My wife's ancestor John W. Longacre survived the Florida Indian Wars and the Civil War but after moving to Texas was on the wrong side of an encounter with some Texas horse thieves.

John Longacre enlisted on Sept. 8, 1836 in Claysville, AL and served 18 months in the Florida Indian Wars.

He later served in Company G of the 7th Alabama Infantry during the Civil War, enlisting at age 46 on April 1, 1861. He moved to Texas before the war ended where he met and married Lieu Hamby Caraway in Erath County.

I met several relatives who were researching John Longacre and we knew he died in 1872 but didn't know anything about his death. One day while searching some online reference books I found the following entry about him.

"Alabama Records, Vol. 162, Jackson County" complied by Pauline Jones Gandrud pg. 75
Sep 20 1872 - John Longacre, formerly of Jackson County died recently in Texas from a pistol shot received while attempting to arrest two horse thieves. Mr. L. was a soldier of the Florida War and was well known in Jackson.

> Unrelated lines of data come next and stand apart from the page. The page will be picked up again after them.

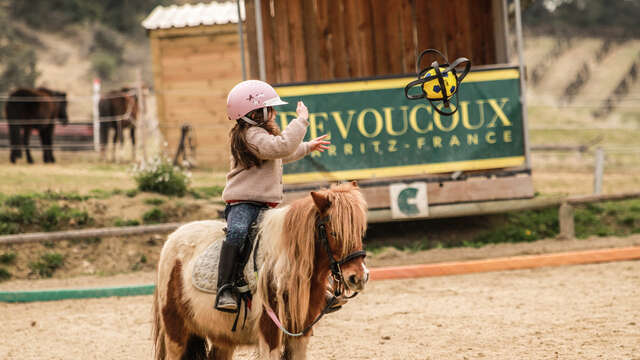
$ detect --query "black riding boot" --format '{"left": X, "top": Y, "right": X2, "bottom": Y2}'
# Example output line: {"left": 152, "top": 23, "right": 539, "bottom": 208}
{"left": 215, "top": 241, "right": 240, "bottom": 312}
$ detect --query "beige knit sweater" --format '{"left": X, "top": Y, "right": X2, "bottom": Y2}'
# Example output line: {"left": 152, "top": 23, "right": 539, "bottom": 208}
{"left": 221, "top": 117, "right": 311, "bottom": 204}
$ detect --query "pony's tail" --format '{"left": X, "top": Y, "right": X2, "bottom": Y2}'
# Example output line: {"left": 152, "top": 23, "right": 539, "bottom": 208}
{"left": 152, "top": 287, "right": 166, "bottom": 360}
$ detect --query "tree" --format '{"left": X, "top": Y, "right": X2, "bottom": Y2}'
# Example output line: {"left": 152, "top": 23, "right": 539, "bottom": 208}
{"left": 0, "top": 0, "right": 39, "bottom": 94}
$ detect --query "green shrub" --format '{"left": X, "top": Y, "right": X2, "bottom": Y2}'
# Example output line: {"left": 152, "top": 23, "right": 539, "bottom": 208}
{"left": 5, "top": 194, "right": 35, "bottom": 208}
{"left": 144, "top": 198, "right": 165, "bottom": 206}
{"left": 5, "top": 195, "right": 37, "bottom": 223}
{"left": 142, "top": 208, "right": 167, "bottom": 224}
{"left": 114, "top": 218, "right": 140, "bottom": 227}
{"left": 70, "top": 210, "right": 93, "bottom": 226}
{"left": 29, "top": 253, "right": 65, "bottom": 278}
{"left": 133, "top": 157, "right": 190, "bottom": 197}
{"left": 40, "top": 205, "right": 66, "bottom": 231}
{"left": 125, "top": 189, "right": 139, "bottom": 198}
{"left": 0, "top": 268, "right": 11, "bottom": 281}
{"left": 0, "top": 252, "right": 16, "bottom": 265}
{"left": 40, "top": 205, "right": 93, "bottom": 230}
{"left": 0, "top": 222, "right": 19, "bottom": 235}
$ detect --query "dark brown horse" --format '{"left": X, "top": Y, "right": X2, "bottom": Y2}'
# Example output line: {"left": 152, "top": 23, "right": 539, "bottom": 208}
{"left": 5, "top": 87, "right": 69, "bottom": 163}
{"left": 99, "top": 88, "right": 138, "bottom": 162}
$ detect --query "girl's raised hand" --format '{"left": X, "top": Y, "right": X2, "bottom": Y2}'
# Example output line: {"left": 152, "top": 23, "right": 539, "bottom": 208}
{"left": 297, "top": 101, "right": 309, "bottom": 120}
{"left": 309, "top": 134, "right": 330, "bottom": 153}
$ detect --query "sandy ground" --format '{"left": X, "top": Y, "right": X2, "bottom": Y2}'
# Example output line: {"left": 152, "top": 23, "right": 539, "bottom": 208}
{"left": 0, "top": 259, "right": 638, "bottom": 360}
{"left": 1, "top": 235, "right": 640, "bottom": 360}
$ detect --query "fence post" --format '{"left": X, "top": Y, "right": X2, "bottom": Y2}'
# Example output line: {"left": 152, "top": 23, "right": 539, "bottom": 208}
{"left": 593, "top": 147, "right": 605, "bottom": 195}
{"left": 558, "top": 202, "right": 575, "bottom": 239}
{"left": 92, "top": 78, "right": 101, "bottom": 152}
{"left": 136, "top": 69, "right": 147, "bottom": 163}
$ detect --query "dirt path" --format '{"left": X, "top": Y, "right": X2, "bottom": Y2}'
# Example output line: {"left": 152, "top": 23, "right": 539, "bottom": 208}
{"left": 1, "top": 259, "right": 638, "bottom": 359}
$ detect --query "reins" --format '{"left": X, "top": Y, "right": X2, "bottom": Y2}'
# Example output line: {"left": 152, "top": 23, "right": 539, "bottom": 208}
{"left": 262, "top": 214, "right": 366, "bottom": 337}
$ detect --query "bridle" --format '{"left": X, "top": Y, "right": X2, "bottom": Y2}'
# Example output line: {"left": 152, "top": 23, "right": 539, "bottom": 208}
{"left": 263, "top": 214, "right": 367, "bottom": 337}
{"left": 317, "top": 215, "right": 367, "bottom": 299}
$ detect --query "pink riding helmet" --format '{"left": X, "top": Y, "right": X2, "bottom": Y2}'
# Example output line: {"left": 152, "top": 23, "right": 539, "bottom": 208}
{"left": 226, "top": 80, "right": 288, "bottom": 125}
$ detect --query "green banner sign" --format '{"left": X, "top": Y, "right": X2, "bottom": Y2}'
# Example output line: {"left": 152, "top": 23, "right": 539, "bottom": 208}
{"left": 275, "top": 68, "right": 525, "bottom": 184}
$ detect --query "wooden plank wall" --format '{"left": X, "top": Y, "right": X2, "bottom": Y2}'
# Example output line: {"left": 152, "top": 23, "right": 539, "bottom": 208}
{"left": 247, "top": 0, "right": 499, "bottom": 83}
{"left": 150, "top": 24, "right": 246, "bottom": 169}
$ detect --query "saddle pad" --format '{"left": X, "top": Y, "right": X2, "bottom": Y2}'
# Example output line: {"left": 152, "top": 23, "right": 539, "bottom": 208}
{"left": 192, "top": 240, "right": 259, "bottom": 294}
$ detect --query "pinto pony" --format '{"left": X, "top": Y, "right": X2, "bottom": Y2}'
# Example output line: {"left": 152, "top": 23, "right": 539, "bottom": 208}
{"left": 152, "top": 182, "right": 369, "bottom": 359}
{"left": 5, "top": 87, "right": 69, "bottom": 163}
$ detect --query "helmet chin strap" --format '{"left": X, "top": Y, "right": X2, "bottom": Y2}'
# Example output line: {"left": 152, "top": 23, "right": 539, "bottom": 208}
{"left": 241, "top": 116, "right": 258, "bottom": 125}
{"left": 241, "top": 107, "right": 269, "bottom": 126}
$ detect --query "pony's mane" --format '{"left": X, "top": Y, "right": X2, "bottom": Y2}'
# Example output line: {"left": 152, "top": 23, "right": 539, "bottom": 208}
{"left": 256, "top": 182, "right": 367, "bottom": 334}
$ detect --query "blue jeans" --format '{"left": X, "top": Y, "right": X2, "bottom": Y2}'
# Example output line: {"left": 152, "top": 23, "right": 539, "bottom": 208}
{"left": 224, "top": 202, "right": 267, "bottom": 249}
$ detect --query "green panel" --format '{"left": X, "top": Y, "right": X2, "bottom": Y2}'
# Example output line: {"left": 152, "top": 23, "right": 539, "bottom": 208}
{"left": 275, "top": 68, "right": 525, "bottom": 183}
{"left": 0, "top": 284, "right": 156, "bottom": 303}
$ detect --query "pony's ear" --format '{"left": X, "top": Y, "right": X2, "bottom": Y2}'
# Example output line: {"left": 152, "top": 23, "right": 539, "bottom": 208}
{"left": 351, "top": 180, "right": 359, "bottom": 188}
{"left": 311, "top": 191, "right": 331, "bottom": 212}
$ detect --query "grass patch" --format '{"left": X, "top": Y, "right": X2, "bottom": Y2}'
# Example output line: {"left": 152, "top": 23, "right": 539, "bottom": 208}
{"left": 70, "top": 237, "right": 101, "bottom": 246}
{"left": 142, "top": 208, "right": 167, "bottom": 224}
{"left": 0, "top": 268, "right": 11, "bottom": 281}
{"left": 29, "top": 253, "right": 65, "bottom": 278}
{"left": 144, "top": 198, "right": 165, "bottom": 206}
{"left": 89, "top": 189, "right": 113, "bottom": 199}
{"left": 0, "top": 252, "right": 17, "bottom": 265}
{"left": 125, "top": 189, "right": 139, "bottom": 198}
{"left": 114, "top": 218, "right": 141, "bottom": 227}
{"left": 469, "top": 199, "right": 640, "bottom": 248}
{"left": 190, "top": 185, "right": 224, "bottom": 199}
{"left": 41, "top": 205, "right": 93, "bottom": 231}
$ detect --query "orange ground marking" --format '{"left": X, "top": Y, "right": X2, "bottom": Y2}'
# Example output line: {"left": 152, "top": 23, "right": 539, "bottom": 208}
{"left": 369, "top": 246, "right": 640, "bottom": 280}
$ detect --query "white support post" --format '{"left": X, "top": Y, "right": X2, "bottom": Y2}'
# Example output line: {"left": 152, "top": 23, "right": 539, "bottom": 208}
{"left": 254, "top": 0, "right": 266, "bottom": 81}
{"left": 593, "top": 147, "right": 605, "bottom": 195}
{"left": 92, "top": 78, "right": 101, "bottom": 152}
{"left": 136, "top": 69, "right": 147, "bottom": 164}
{"left": 514, "top": 0, "right": 532, "bottom": 170}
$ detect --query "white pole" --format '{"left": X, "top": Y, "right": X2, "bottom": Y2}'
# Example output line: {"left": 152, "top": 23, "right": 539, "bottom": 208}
{"left": 514, "top": 0, "right": 531, "bottom": 170}
{"left": 92, "top": 78, "right": 101, "bottom": 152}
{"left": 136, "top": 69, "right": 147, "bottom": 163}
{"left": 593, "top": 147, "right": 605, "bottom": 195}
{"left": 254, "top": 0, "right": 266, "bottom": 81}
{"left": 236, "top": 0, "right": 247, "bottom": 80}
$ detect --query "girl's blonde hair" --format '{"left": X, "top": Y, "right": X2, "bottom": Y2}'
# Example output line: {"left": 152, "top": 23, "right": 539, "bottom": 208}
{"left": 230, "top": 107, "right": 281, "bottom": 169}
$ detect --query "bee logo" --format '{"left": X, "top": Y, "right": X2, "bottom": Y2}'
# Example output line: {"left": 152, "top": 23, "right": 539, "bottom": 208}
{"left": 404, "top": 49, "right": 471, "bottom": 116}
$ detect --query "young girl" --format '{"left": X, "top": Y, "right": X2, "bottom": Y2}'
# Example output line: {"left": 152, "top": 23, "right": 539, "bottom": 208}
{"left": 216, "top": 80, "right": 329, "bottom": 311}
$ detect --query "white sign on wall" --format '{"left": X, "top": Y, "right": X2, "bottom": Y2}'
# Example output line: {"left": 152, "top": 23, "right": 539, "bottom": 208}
{"left": 389, "top": 182, "right": 429, "bottom": 219}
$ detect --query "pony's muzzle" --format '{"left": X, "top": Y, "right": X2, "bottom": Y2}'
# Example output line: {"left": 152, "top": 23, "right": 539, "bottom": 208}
{"left": 345, "top": 264, "right": 369, "bottom": 292}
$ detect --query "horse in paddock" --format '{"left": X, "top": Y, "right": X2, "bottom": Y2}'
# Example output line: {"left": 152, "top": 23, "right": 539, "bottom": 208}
{"left": 5, "top": 87, "right": 69, "bottom": 163}
{"left": 98, "top": 88, "right": 138, "bottom": 162}
{"left": 152, "top": 182, "right": 369, "bottom": 360}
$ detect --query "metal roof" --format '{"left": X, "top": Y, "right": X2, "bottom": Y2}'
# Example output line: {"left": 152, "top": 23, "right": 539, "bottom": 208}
{"left": 142, "top": 1, "right": 245, "bottom": 30}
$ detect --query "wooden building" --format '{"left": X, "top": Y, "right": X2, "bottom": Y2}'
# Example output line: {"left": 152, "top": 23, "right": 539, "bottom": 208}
{"left": 143, "top": 0, "right": 513, "bottom": 169}
{"left": 143, "top": 2, "right": 248, "bottom": 169}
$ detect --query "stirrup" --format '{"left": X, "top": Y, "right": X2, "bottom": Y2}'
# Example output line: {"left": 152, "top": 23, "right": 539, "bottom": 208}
{"left": 215, "top": 284, "right": 239, "bottom": 313}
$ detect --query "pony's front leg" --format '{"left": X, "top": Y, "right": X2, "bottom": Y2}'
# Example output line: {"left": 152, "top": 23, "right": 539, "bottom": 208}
{"left": 163, "top": 334, "right": 186, "bottom": 360}
{"left": 282, "top": 336, "right": 310, "bottom": 360}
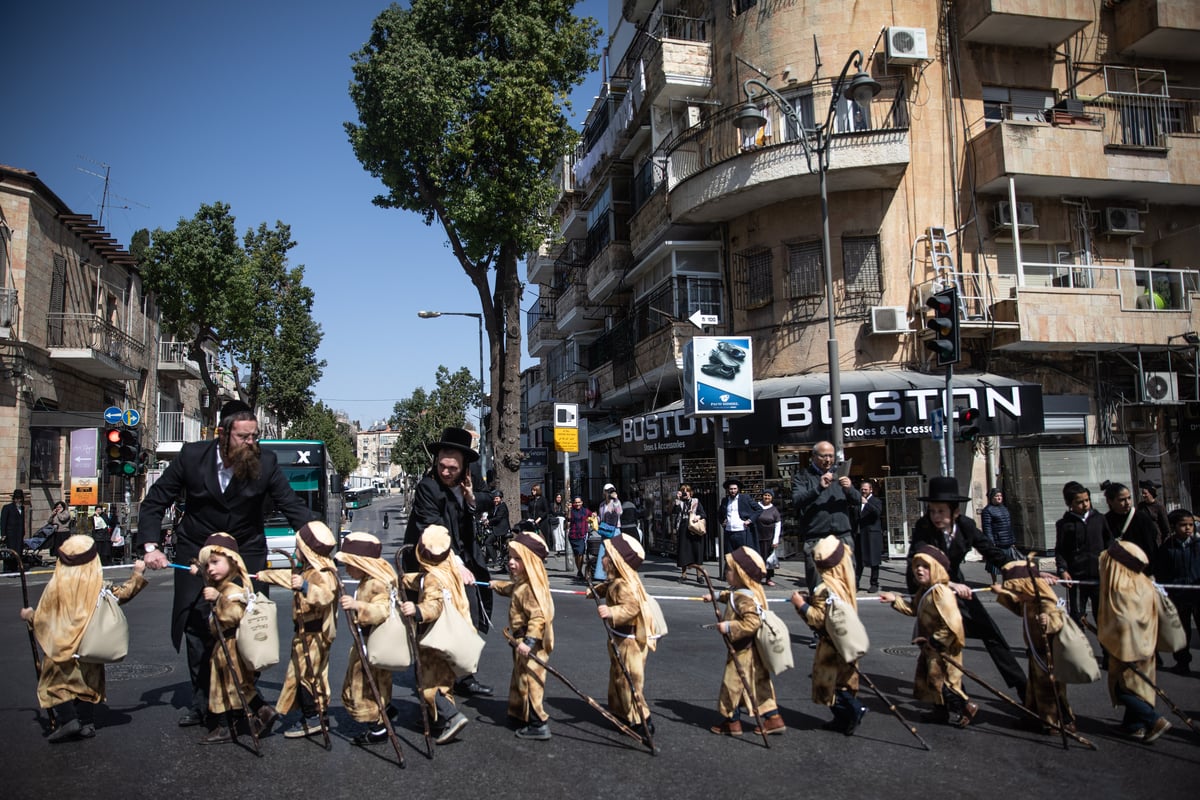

John Longacre died three months before his last child and my wife's ancestor, Benjamin Franklin Longacre was born.

Lou Caraway Longacre remarried two years after John's death having six small children and no husband. Her second husband was George Colett McDermott and she had four more children with him. They are both buried in the Aycock Cemetery in rural Erath County Texas.